La question de la santé doit sortir de l’hôpital, estiment les expert-es. «C’est dans la manière dont la société est organisée qu’on va pouvoir faire en sorte que les gens ne tombent pas malades. Notre société doit être pensée pour réduire les inégalités et assurer l’intégration, en agissant directement sur les déterminants socio-économiques de la santé », relève Claudine Burton-Jeangros.
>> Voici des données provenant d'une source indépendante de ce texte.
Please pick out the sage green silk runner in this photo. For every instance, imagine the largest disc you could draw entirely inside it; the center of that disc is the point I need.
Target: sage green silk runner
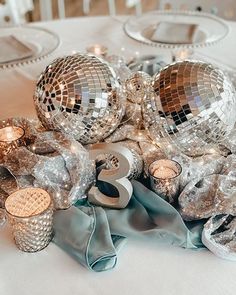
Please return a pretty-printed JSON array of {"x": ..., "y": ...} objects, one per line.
[{"x": 93, "y": 235}]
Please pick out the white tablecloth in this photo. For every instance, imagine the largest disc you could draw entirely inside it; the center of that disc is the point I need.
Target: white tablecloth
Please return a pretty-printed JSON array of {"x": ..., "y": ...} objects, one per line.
[{"x": 142, "y": 268}]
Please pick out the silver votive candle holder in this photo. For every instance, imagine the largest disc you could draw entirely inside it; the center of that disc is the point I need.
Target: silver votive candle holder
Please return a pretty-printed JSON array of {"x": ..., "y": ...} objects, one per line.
[
  {"x": 165, "y": 178},
  {"x": 11, "y": 137},
  {"x": 30, "y": 213}
]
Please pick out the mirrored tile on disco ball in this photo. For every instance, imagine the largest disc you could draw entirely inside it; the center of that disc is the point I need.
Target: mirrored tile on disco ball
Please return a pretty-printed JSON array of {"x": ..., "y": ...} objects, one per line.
[
  {"x": 219, "y": 236},
  {"x": 197, "y": 103},
  {"x": 213, "y": 194},
  {"x": 80, "y": 95}
]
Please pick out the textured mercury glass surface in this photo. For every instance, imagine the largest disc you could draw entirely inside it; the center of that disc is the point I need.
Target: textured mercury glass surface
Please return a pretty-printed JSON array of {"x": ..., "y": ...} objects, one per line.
[
  {"x": 193, "y": 105},
  {"x": 219, "y": 236},
  {"x": 80, "y": 95},
  {"x": 30, "y": 214},
  {"x": 136, "y": 86}
]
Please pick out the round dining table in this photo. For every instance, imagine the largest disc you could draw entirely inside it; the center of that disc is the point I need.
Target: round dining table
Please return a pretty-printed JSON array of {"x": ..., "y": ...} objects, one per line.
[{"x": 142, "y": 268}]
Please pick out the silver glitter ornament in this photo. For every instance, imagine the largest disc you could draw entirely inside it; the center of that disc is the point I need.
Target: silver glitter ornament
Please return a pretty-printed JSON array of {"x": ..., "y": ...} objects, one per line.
[
  {"x": 219, "y": 236},
  {"x": 136, "y": 86},
  {"x": 119, "y": 66},
  {"x": 193, "y": 106},
  {"x": 137, "y": 167},
  {"x": 81, "y": 96},
  {"x": 213, "y": 194},
  {"x": 8, "y": 185}
]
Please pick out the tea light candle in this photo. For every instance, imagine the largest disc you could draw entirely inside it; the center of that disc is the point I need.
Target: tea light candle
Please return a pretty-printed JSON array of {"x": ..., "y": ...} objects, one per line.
[
  {"x": 11, "y": 133},
  {"x": 164, "y": 178},
  {"x": 182, "y": 54},
  {"x": 30, "y": 212},
  {"x": 98, "y": 50},
  {"x": 10, "y": 138}
]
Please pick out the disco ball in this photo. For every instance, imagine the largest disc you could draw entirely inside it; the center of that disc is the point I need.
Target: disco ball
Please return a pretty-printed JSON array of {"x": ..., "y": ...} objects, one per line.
[
  {"x": 80, "y": 95},
  {"x": 136, "y": 86},
  {"x": 192, "y": 105}
]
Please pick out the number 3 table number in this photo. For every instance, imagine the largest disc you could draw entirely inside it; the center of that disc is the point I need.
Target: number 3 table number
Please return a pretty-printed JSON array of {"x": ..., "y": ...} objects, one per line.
[{"x": 116, "y": 177}]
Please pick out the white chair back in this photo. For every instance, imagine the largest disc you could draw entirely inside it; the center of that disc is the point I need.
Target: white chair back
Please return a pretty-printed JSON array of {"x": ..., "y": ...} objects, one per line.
[
  {"x": 12, "y": 12},
  {"x": 223, "y": 8},
  {"x": 46, "y": 7}
]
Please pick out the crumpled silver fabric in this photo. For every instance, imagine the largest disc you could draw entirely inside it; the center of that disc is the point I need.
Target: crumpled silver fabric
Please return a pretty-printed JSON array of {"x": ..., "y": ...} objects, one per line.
[
  {"x": 119, "y": 66},
  {"x": 219, "y": 236},
  {"x": 230, "y": 141},
  {"x": 66, "y": 171},
  {"x": 211, "y": 195}
]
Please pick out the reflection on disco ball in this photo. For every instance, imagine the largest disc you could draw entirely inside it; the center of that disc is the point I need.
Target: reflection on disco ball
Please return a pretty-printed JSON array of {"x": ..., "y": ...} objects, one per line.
[
  {"x": 192, "y": 105},
  {"x": 137, "y": 166},
  {"x": 136, "y": 86},
  {"x": 80, "y": 95}
]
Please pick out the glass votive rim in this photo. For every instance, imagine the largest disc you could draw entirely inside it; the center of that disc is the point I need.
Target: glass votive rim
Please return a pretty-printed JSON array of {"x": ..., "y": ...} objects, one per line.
[
  {"x": 14, "y": 194},
  {"x": 15, "y": 139},
  {"x": 178, "y": 173}
]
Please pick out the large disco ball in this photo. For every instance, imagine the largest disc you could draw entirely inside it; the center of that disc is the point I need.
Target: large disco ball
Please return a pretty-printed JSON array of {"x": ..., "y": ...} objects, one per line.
[
  {"x": 193, "y": 105},
  {"x": 80, "y": 95}
]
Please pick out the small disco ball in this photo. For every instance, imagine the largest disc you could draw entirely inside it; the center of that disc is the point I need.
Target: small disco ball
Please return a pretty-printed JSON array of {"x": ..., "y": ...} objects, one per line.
[
  {"x": 136, "y": 86},
  {"x": 193, "y": 105},
  {"x": 80, "y": 95}
]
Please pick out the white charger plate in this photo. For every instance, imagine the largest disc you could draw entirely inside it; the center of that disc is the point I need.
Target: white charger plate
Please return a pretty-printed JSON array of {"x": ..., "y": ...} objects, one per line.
[{"x": 211, "y": 29}]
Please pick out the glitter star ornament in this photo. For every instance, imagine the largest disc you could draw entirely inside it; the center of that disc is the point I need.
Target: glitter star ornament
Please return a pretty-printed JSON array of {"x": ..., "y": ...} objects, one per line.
[
  {"x": 192, "y": 105},
  {"x": 81, "y": 96}
]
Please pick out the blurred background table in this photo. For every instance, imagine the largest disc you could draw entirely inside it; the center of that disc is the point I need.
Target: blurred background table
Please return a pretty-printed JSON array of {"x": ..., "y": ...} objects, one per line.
[{"x": 142, "y": 268}]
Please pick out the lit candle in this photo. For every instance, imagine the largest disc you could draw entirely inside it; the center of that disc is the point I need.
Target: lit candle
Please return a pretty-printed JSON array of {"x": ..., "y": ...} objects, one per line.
[
  {"x": 98, "y": 50},
  {"x": 11, "y": 137},
  {"x": 30, "y": 214},
  {"x": 164, "y": 178}
]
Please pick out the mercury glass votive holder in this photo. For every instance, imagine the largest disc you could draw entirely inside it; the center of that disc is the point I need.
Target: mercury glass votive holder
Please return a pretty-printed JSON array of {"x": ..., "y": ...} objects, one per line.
[
  {"x": 30, "y": 213},
  {"x": 11, "y": 137},
  {"x": 165, "y": 178}
]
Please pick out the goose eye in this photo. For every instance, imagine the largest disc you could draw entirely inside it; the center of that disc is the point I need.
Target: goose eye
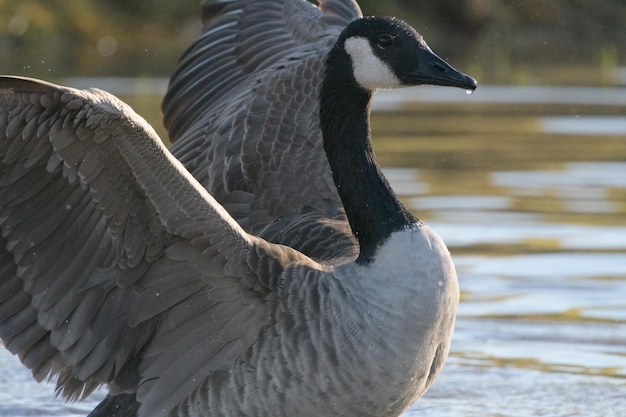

Car la pratique de la médecine sociale ne peut se faire sans un travail en amont sur l’accès à l’éducation, l’aménagement du territoire, le logement, la lutte contre les discriminations et la précarisation du travail… Bref, sans une volonté de prévenir plutôt que de guérir. /
Faire participer les personnes sourdes et malentendantes pour améliorer l’accès aux soins
À la consultation gynécologique du CHUV, Martine Jacot-Guillarmod, médecin adjointe, est entourée de deux sages-femmes qui connaissent la surdité et la malentendance et maîtrisent la langue des signes et la langue parlée complétée. « Ce dispositif repose principalement sur des initiatives personnelles, il est impératif de le généraliser afin de garantir l’accès aux soins pour les personnes S/sourdes* et malentendantes », explique Véronique Grazioli, responsable de recherche à Unisanté au sein du Département Vulnérabilités et médecine sociale. La Fédération suisse des Sourds estime que 10’000 personnes sont sourdes de naissance en Suisse, tandis que le nombre de celles atteintes de troubles auditifs s’élèverait à 1 million. « Très souvent, les individus touchés n’osent pas demander au médecin de répéter une information. Cela peut engendrer des situations complexes. Le fait de ne pas comprendre comment prendre un médicament, par exemple. » La recherche menée par Unisanté, en collaboration avec le CHUV, implique des personnes concernées par la surdité et la malentendance pour améliorer l’accès et la qualité des soins. «Il est impératif d’agir au niveau de la formation pour que le personnel possède des outils permettant d’améliorer la communication. Des mesures simples, comme doubler le temps des consultations et engager des personnes ressources sont également essentielles.»
*Ce terme permet d’inclure à la fois les personnes sourdes et celles qui s’identifient comme tel.
Unisanté, au service de la santé publique
L’organisme Unisanté (Centre universitaire de médecine générale et santé publique) a pour mission de décrire les inégalités, d’en comprendre la causalité et d’implémenter des solutions pour réduire les inégalités sociales de santé. Ce centre est né le 1er janvier 2019 de la fusion entre la Policlinique médicale universitaire, l’Institut universitaire de médecine sociale et préventive, l’Institut universitaire romand de santé au travail, l’association Promotion santé Vaud et l’Équipe mobile d’urgences sociales. En plus du travail de terrain, le pôle académique étudie les divers groupes à risque d’iniquité (personnes sourdes et malentendantes, celles ayant un recours fréquent aux urgences, travailleur.se.s du sexe, etc.). Unisanté compte environ 880collaborateurs et collaboratrices réparties sur plus de 15 sites dans l’agglomération lausannoise et le canton de Vaud.